Rear, Konica UC-Hexanon 35mm f/2 with M-adapter ring. enlarge.
This Konica lens feels much nicer than the other Konica M lenses. It feels just like a Zeiss lens.
It doesn't have the sharp edges of the other Konica lenses.
It's all metal and well finished in semi-glossy paint. The only plastic is the focus tab.
The outer barrel and control rings are made of aluminum, with brass for the helicoids.
All the marking are engraved and filled with paint.
Sharpness is better than SLR lenses, and more than enough for great photographs.
Shot on the LEICA M9, and if you're counting pixels, sharpness is clearly inferior to the LEICA SUMMICRON-M 35mm f/2 ASPH.
On the M9, the Konica lens:
f/2.8: The centers look about the same, but the sides of the Konica are inferior to the LEICA SUMMICRON-M 35mm f/2 ASPH. The last couple of millimeters of the corners of the Konica lens are still pretty bad.
f/5.6: Most of the image looks great, as good as the LEICA SUMMICRON-M 35mm f/2 ASPH. The last couple of millimeters of the corners of the Konica lens are still softer, but much better than they were at f/4.
Note how the rear extensions vary. If mounted on a camera, the SUMMILUX 35mm f/1.4 is almost exactly the same size, and the SUMMICRON-M 35/2 ASPH is much closer in size than it appears here, to the Konca lens.
This Konica 35mm f/2 lens is much better than the other Konica M lenses. It's not as sharp or as distortion-free as the SUMMICRON-M 35/2 ASPH, but it's smaller and feels just as good, and it works on screw-mount cameras as well.

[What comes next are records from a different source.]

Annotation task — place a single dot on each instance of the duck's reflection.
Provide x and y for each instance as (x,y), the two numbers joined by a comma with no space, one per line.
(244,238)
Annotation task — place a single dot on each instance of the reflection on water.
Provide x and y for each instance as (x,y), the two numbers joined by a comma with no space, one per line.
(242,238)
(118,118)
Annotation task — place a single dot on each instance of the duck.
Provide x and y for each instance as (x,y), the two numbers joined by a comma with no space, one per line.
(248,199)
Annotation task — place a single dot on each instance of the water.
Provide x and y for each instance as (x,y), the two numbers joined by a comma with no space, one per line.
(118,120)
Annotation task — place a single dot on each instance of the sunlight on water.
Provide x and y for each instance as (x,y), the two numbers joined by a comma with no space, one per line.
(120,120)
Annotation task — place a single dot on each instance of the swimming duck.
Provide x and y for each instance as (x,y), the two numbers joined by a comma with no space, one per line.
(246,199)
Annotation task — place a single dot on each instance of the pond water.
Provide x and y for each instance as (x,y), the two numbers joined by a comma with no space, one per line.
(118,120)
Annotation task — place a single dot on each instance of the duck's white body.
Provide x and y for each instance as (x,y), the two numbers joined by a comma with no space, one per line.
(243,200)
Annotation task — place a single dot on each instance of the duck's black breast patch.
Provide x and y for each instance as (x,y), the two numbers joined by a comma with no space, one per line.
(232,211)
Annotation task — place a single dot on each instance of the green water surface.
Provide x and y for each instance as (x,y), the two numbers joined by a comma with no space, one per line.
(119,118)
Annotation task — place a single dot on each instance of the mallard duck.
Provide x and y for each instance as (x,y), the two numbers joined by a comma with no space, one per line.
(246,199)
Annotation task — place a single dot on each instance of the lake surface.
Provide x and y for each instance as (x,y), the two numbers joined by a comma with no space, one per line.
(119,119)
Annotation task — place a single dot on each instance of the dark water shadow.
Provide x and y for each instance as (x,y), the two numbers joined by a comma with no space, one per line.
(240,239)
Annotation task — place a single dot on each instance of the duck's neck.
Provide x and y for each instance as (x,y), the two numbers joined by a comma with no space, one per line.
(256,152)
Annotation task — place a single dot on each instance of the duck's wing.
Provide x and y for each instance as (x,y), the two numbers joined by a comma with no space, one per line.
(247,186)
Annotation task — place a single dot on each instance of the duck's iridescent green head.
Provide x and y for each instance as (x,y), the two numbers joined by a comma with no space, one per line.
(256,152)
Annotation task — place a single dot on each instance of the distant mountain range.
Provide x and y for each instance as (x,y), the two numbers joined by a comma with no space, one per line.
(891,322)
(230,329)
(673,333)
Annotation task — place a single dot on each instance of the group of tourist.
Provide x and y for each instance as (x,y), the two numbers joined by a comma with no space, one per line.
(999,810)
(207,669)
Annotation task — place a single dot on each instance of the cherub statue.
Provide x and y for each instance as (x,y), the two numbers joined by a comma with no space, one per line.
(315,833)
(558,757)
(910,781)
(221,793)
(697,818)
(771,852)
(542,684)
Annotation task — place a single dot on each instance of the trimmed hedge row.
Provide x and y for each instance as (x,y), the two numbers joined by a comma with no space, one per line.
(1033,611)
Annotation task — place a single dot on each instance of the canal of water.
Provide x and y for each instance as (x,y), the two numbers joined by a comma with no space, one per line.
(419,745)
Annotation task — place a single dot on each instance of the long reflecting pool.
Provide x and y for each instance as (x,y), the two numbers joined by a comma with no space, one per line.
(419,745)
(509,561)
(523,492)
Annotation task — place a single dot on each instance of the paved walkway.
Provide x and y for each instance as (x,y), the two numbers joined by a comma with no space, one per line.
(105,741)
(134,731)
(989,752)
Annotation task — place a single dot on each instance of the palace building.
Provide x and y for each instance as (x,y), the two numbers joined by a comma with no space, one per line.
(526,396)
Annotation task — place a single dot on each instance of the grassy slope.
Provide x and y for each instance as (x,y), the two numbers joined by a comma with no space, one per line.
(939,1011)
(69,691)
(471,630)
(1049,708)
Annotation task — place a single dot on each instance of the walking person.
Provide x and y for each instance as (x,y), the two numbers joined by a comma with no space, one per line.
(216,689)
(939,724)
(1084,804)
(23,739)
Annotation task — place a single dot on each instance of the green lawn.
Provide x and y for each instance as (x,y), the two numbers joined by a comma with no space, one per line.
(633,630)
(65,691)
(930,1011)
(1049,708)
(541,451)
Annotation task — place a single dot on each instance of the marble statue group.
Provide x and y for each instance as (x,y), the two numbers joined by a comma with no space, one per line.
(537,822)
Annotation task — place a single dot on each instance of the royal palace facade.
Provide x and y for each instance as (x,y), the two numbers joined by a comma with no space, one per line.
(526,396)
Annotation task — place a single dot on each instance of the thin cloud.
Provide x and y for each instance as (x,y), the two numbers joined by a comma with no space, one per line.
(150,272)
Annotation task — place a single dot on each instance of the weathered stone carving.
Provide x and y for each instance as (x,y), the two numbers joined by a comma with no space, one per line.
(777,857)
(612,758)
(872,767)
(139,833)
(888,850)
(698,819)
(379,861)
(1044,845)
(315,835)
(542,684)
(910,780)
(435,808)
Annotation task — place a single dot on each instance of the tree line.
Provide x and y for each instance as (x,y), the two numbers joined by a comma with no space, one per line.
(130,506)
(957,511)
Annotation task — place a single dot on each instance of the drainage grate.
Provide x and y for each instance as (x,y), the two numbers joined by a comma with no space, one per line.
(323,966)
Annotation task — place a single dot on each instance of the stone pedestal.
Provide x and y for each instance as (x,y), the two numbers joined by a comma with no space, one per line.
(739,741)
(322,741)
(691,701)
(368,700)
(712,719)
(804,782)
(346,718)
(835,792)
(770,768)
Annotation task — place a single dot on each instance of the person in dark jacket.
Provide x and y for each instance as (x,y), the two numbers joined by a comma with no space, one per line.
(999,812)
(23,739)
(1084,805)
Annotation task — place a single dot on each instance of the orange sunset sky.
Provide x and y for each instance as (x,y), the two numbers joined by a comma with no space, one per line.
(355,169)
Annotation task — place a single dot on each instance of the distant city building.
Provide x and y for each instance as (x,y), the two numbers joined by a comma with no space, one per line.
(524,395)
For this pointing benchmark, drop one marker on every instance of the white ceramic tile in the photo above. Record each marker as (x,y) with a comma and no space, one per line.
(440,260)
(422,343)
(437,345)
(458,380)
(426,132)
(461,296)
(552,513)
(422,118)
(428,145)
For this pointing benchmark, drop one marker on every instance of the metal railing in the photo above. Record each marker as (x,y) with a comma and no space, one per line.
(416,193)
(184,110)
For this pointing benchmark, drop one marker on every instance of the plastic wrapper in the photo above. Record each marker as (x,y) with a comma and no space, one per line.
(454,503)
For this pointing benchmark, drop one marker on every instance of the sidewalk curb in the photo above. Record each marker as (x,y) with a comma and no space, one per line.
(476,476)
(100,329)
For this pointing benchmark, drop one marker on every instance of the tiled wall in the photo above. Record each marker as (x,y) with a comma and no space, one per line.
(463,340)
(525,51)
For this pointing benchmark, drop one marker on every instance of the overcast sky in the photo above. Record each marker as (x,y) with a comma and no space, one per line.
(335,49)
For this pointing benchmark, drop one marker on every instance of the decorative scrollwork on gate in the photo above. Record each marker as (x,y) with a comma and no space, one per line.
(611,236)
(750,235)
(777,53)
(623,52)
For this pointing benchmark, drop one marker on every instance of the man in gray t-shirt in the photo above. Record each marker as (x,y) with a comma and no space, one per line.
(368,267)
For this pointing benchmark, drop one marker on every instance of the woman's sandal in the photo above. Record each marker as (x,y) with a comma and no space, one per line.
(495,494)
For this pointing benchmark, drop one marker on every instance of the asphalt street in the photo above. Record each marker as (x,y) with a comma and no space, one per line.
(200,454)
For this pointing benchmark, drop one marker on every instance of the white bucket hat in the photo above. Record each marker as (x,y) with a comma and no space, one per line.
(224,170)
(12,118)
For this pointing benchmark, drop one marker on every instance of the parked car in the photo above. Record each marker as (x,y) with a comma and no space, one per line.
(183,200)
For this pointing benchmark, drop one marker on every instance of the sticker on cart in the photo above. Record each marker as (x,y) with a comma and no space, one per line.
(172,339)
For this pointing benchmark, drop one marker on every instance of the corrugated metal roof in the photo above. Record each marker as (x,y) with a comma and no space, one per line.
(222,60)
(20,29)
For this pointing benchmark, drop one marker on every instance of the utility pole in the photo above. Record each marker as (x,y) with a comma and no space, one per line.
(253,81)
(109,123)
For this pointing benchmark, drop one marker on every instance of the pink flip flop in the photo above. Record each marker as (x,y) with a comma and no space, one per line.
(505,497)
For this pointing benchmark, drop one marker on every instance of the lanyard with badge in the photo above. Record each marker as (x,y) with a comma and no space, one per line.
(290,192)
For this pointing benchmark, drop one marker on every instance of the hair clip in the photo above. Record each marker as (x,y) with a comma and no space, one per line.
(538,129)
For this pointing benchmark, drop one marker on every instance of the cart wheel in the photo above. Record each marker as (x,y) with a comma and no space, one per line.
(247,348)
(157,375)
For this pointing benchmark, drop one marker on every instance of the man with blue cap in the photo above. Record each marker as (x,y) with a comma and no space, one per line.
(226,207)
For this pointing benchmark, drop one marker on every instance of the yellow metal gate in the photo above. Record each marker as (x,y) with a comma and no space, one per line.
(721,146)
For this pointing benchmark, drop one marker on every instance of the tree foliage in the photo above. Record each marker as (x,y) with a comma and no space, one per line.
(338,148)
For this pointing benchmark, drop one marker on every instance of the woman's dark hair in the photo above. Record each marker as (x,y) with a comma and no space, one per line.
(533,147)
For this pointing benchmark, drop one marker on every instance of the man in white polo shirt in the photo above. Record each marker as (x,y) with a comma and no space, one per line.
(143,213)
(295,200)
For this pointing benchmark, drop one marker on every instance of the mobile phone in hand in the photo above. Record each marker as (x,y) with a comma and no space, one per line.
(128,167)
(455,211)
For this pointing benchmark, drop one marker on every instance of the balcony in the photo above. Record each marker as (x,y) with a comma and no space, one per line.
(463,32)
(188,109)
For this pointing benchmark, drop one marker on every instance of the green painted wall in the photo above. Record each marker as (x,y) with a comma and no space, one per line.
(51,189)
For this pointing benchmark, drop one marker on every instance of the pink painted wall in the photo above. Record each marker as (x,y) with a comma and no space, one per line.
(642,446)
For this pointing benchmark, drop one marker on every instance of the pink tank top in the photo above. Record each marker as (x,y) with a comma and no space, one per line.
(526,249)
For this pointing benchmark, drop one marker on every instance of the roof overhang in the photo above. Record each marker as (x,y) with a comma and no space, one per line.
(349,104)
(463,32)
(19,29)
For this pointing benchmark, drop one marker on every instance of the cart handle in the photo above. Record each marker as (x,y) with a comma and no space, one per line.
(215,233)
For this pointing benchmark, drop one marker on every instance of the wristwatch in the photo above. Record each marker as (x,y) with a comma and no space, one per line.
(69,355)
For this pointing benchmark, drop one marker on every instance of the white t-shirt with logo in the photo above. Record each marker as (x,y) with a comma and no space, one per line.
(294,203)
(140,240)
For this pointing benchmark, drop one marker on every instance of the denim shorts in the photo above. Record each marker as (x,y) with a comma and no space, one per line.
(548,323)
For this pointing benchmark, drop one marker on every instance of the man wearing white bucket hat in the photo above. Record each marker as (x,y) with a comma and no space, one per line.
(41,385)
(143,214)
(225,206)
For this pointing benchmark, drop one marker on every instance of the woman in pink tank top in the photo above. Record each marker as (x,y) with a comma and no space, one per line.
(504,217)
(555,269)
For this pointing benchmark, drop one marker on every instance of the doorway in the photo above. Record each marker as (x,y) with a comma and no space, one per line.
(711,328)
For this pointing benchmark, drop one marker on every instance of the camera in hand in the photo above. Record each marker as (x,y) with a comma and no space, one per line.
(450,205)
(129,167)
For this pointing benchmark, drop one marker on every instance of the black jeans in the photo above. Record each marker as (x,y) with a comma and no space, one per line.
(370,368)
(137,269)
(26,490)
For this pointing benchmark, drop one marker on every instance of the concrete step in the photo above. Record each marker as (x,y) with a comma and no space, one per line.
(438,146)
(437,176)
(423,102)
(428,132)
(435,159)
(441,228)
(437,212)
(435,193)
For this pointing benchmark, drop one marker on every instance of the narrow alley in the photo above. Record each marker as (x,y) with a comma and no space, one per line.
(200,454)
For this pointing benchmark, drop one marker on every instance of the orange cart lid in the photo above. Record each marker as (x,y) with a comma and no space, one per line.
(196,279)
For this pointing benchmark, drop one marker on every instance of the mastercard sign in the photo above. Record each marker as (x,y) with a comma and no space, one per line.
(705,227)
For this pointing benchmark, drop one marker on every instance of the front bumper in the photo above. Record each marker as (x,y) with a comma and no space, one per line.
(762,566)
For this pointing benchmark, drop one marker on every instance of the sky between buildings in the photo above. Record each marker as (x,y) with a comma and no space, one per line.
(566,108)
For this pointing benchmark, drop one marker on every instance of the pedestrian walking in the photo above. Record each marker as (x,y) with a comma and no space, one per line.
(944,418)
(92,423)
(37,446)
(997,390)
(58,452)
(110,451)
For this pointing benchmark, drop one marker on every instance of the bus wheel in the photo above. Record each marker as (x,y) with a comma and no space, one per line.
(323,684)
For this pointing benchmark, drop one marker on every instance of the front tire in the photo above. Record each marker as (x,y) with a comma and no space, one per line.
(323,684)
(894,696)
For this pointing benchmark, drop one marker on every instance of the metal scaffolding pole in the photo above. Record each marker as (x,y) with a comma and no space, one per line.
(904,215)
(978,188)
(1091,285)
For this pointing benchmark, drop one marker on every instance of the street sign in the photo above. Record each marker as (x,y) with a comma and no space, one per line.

When new, these lenses sold for much less than LEICA lenses, thus their popularity.
For some weird reason, probably because they fit on LEICA cameras, the used prices of these Konica lenses are inflated.
Since you can get LEICA lenses for not much more used, I'd not wait up for these Konica lenses. I'd step up straight to LEICA.
These Konica lenses sold for much less than LEICA lenses when they were new, thus their appeal.
Don't confuse this Konica lens for a second with a LEICA lens, even if it's a deliberate counterfeit in appearance. The fonts look dinky and the optics are inferior, if you're counting pixels.
Konica's rear M caps are awful: they only go on two ways. Pitch them, and use a real LEICA 14 269 rear cap, which attaches any way you want. Half the time you try to attach the Konica cap, you have to try again to get it on.